I simboli e l'invisibile. Figure e forme del pensiero simbolico
Elio Franzini, Il Saggiatore, Milano 2008 (pp. 280, € 20,00)
Sempre più l'arte si scontra con i limiti entro i quali essa è stata modernamente confinata. Nelle forme più variegate la filosofia del Novecento, a partire dalla fenomenologia, da Heidegger e dall'ermeneutica, per venire a episodi più recenti come il postmoderno, ha fatto sentire la necessità di riconoscere la peculiare verità dell'arte, una verità che non merita di essere compressa entro i confini dell'apparenza. La certificazione di questa verità si accompagna a un importante riconoscimento: l'arte è in grado di dare luogo a un mondo e non si limita a stare ai confini di questo.
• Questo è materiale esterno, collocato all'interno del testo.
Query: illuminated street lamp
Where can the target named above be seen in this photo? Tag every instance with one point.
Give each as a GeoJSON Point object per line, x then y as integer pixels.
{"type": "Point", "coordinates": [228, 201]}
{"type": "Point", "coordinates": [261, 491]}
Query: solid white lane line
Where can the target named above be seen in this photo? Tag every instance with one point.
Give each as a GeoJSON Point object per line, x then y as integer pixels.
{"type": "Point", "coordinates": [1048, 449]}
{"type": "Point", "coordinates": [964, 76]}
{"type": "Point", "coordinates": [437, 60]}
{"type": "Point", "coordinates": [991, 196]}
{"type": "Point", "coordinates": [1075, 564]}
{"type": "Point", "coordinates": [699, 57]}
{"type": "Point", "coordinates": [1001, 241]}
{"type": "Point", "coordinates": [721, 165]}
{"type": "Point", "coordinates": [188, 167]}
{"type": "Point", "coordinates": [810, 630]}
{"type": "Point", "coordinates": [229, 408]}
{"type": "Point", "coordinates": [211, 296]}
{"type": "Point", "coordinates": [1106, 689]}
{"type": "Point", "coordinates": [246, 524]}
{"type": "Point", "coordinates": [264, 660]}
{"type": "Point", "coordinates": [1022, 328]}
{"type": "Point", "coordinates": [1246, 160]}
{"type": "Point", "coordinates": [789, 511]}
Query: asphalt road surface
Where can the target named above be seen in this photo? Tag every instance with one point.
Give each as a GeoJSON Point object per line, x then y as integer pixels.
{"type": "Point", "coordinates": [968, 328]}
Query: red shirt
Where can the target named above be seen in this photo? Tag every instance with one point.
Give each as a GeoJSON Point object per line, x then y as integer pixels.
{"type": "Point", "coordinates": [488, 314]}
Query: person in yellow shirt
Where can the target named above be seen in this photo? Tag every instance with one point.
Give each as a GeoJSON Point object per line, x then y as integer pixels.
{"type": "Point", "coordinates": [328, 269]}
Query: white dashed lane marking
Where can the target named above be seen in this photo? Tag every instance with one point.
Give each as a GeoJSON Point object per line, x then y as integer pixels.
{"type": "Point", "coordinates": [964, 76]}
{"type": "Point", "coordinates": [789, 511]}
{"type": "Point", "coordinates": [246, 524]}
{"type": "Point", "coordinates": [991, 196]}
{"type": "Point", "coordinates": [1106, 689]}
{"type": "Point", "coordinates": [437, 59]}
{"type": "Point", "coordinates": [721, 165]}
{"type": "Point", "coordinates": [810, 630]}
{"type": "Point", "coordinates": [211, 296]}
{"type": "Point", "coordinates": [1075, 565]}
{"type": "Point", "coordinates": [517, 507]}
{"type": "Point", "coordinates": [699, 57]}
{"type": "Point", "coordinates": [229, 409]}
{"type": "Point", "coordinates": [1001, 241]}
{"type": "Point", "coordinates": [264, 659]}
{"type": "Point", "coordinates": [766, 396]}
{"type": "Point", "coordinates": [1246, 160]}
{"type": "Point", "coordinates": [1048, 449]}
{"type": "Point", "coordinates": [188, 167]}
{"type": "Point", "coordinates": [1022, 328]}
Confini nobili e 'alti' quanto si vuole, scrigni della memoria come il museo, ma pur sempre luoghi di segregazione. Si tratta di un punto cruciale nell'ambito della riflessione estetica contemporanea che, a più riprese e nel quadro di tradizioni anche profondamente diverse le une dalle altre, ha riproposto il problema. Sia la tradizione fenomenologica sia quella ermeneutica hanno rimesso in questione la relazione dell'arte con il suo mondo, il suo valore di rivelazione di un certo essere del mondo. Queste considerazioni costituiscono probabilmente un utile sfondo per intendere l'importante studio comparso di recente, I simboli e l'invisibile di Elio Franzini. Franzini ci indica un affascinante percorso fenomenologico che si avvia con quella che Husserl definisce "intenzionalità fungente", e cioè con quella zona consapevole/inconsapevole ma condivisa del sapere che si radica nel vivente e ci illumina circa la genesi delle sue forme. È attraverso l'intenzionalità fungente che ci è per altro consentito di inoltrarci nel sapere dell'immagine e, in particolare, in quel capitolo della vicenda dell'immagine che concerne l'arte. I due ambiti si congiungono se diamo loro un nome: e questo nome è simbolo. Esso costituisce, fra l'altro, anche un preciso modello epistemologico. Procediamo comunque con ordine. In che cosa consiste il simbolo e il sapere che in esso deposita? Il simbolo - avverte Franzini - è un luogo di intersezioni: è il luogo di congiunzione del concetto e della rappresentazione, dell'evidenza e del nascondimento, del senso e della rappresentazione. Il cammino della conoscenza simbolica è dunque un nostos, mentre il simbolo costituisce il termine di un cammino avviato nel segno della nostalgia: analogamente al viaggio di Ulisse esso rappresenta un ritorno all'origine, laddove l'origine non va tuttavia intesa né come un primo principio né come un inizio. Origine significa, in questo caso, il luogo di una significazione integra e, per così dire, totipotente che viene a perdersi a causa dell'affermarsi di un modello razionalistico di ragione che divide l'immagine dal concetto, la forma dall'essere.
Interrogare l'immagine significa dunque, da questo punto di vista, anche sviluppare un lavoro critico sull'episteme nel suo complesso. 'Vedere' l'invisibile dietro l'immagine significa anche interrogarne il lato oscuro e, proprio in quanto celato, scaturigine di nuove significazioni.
Questo prezioso percorso di Franzini - che qui ci è dato restituire solo molto parzialmente - ci aiuta fra l'altro a intendere come l'arte appartenga all'estetica in quanto disciplina dedita allo strutturarsi originario del senso del tutto indipendentemente dalla sua configurazione più recente che la definisce come filosofia dell'arte. L'arte appartiene all'estetica più di ogni suo altro oggetto di indagine in quanto è l'arte il luogo che esibisce nel modo più esemplare il coagulo e l'articolarsi del senso. Essa incarna in modo eminente quel sapere 'sintetico' che si coagula nel simbolo.